Postapokalyptische Utopien

Die Arbeitsgemeinschaft Postapokalyptische Utopien sucht nach Wegen aus krisenhaften Situationen Chancen zu entwickeln, die Weichen stellen für eine nachhaltige, stabilen Zuständen zustrebende Zukunft. Ein simples Beispiel: Das hier unten ist das Braunkohletagebauloch Schleenhain. Hier wurde seit dem Ende der 40er Jahre für die Braunkohlegewinnung Kulturlandschaften im großen Stil abgeräumt. Übrig bleibt eine karge Landschaft. Die meisten politischen und wirtschaftlichen Initiativen widmen sich der Umwandlung dieser kargen Landschaften in Seen und Naherholungsparadiese. Nur ist das wirklich eine nachhaltige Lösung? Wasser ist auf dem Land eine dunkle Fläche.

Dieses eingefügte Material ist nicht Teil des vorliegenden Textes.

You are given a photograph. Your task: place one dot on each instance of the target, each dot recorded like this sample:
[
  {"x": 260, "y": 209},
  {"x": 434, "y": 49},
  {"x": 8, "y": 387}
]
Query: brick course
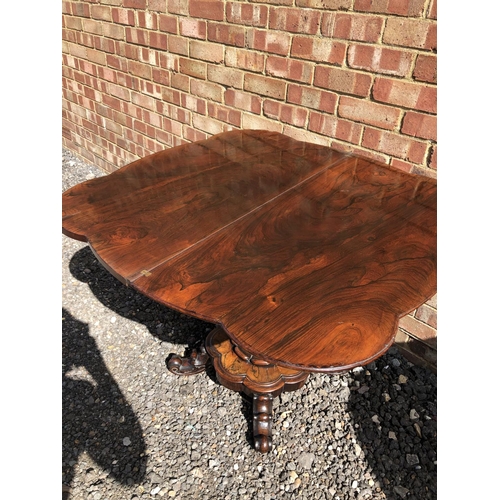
[{"x": 357, "y": 75}]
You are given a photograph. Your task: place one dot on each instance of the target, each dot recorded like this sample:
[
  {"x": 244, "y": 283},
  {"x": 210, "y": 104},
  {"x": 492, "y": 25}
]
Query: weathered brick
[
  {"x": 432, "y": 12},
  {"x": 318, "y": 49},
  {"x": 116, "y": 62},
  {"x": 207, "y": 124},
  {"x": 157, "y": 5},
  {"x": 81, "y": 9},
  {"x": 197, "y": 69},
  {"x": 263, "y": 85},
  {"x": 351, "y": 26},
  {"x": 169, "y": 61},
  {"x": 427, "y": 315},
  {"x": 178, "y": 45},
  {"x": 228, "y": 77},
  {"x": 244, "y": 59},
  {"x": 206, "y": 51},
  {"x": 194, "y": 104},
  {"x": 294, "y": 20},
  {"x": 150, "y": 88},
  {"x": 123, "y": 16},
  {"x": 104, "y": 44},
  {"x": 406, "y": 94},
  {"x": 334, "y": 127},
  {"x": 91, "y": 26},
  {"x": 418, "y": 328},
  {"x": 312, "y": 98},
  {"x": 181, "y": 82},
  {"x": 226, "y": 34},
  {"x": 111, "y": 30},
  {"x": 146, "y": 20},
  {"x": 208, "y": 90},
  {"x": 294, "y": 115},
  {"x": 139, "y": 69},
  {"x": 378, "y": 59},
  {"x": 368, "y": 112},
  {"x": 259, "y": 122},
  {"x": 135, "y": 4},
  {"x": 207, "y": 9},
  {"x": 168, "y": 23},
  {"x": 172, "y": 126},
  {"x": 86, "y": 39},
  {"x": 305, "y": 135},
  {"x": 433, "y": 158},
  {"x": 426, "y": 68},
  {"x": 74, "y": 23},
  {"x": 247, "y": 14},
  {"x": 342, "y": 80},
  {"x": 415, "y": 33},
  {"x": 420, "y": 125},
  {"x": 243, "y": 101},
  {"x": 222, "y": 113},
  {"x": 409, "y": 8},
  {"x": 325, "y": 4},
  {"x": 193, "y": 28},
  {"x": 401, "y": 165},
  {"x": 101, "y": 12},
  {"x": 269, "y": 41},
  {"x": 394, "y": 145},
  {"x": 290, "y": 69}
]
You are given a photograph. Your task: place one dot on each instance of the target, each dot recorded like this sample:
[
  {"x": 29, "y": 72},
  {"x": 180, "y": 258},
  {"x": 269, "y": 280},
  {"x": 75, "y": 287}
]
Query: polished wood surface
[{"x": 305, "y": 256}]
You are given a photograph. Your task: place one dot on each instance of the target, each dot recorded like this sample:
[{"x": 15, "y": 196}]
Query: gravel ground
[{"x": 131, "y": 429}]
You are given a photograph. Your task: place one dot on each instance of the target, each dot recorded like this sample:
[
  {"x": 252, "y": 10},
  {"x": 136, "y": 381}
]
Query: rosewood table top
[{"x": 304, "y": 257}]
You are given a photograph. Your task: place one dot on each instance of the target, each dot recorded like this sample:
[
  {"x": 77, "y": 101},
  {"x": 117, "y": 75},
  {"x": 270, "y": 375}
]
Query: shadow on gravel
[
  {"x": 95, "y": 415},
  {"x": 393, "y": 405},
  {"x": 395, "y": 421},
  {"x": 162, "y": 322}
]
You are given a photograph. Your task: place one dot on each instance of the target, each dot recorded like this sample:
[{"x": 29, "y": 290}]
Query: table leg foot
[
  {"x": 262, "y": 422},
  {"x": 189, "y": 365},
  {"x": 262, "y": 381}
]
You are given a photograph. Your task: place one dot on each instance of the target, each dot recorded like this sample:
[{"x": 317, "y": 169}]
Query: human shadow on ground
[
  {"x": 96, "y": 417},
  {"x": 162, "y": 322},
  {"x": 393, "y": 404}
]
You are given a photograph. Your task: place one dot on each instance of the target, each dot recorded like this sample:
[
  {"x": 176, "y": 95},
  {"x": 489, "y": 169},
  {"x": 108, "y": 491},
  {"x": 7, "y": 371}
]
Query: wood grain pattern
[{"x": 305, "y": 256}]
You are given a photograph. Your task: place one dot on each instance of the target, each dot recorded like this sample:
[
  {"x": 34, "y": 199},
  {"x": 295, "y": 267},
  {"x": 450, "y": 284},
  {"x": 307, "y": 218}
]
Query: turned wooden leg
[
  {"x": 190, "y": 365},
  {"x": 262, "y": 422},
  {"x": 240, "y": 371}
]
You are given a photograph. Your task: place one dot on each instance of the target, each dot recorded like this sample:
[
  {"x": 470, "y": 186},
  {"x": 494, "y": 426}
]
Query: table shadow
[
  {"x": 385, "y": 457},
  {"x": 96, "y": 417},
  {"x": 162, "y": 322}
]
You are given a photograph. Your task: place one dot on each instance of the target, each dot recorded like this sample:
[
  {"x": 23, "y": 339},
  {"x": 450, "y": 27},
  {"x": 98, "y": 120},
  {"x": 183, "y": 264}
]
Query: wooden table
[{"x": 303, "y": 257}]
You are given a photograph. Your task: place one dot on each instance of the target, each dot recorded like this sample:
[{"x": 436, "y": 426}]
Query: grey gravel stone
[{"x": 185, "y": 435}]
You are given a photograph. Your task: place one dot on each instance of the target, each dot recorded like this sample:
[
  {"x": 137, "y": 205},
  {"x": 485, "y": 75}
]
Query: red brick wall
[{"x": 358, "y": 75}]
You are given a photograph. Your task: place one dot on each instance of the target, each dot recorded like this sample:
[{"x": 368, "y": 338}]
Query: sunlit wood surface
[{"x": 305, "y": 256}]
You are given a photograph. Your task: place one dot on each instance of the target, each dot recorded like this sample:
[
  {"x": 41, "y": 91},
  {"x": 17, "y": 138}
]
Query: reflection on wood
[{"x": 305, "y": 256}]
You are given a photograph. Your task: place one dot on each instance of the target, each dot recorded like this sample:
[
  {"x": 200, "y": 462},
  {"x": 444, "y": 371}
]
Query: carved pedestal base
[
  {"x": 239, "y": 371},
  {"x": 190, "y": 365}
]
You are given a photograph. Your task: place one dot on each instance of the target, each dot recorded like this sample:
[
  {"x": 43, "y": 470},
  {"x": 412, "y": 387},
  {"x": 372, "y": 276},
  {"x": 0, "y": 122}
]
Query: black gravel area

Diese reflektiert die Sonnenstrahlung weniger und führt somit zu einer Erderwärmung und zur Erwärmung der Umgebung.

Der Leiter des Naturkundemuseums in Altenburg Mike Jessat beschäftigt sich seit vielen Jahren mit den Restlöchern aus den Tagebauen Mitteldeutschlands und weiss: Die Biodiversität der Sandflächen im Tagebau gibt den Arten ihren Lebensraum zurück, den wir an anderen Stellen bereits verloren haben. Dies sind zum Beispiel die Flussauen der unbegradigten Flüsse, die oft erst Ende des 19. Jahrhunderts unter den Druck von Landschaftsveränderungen kamen.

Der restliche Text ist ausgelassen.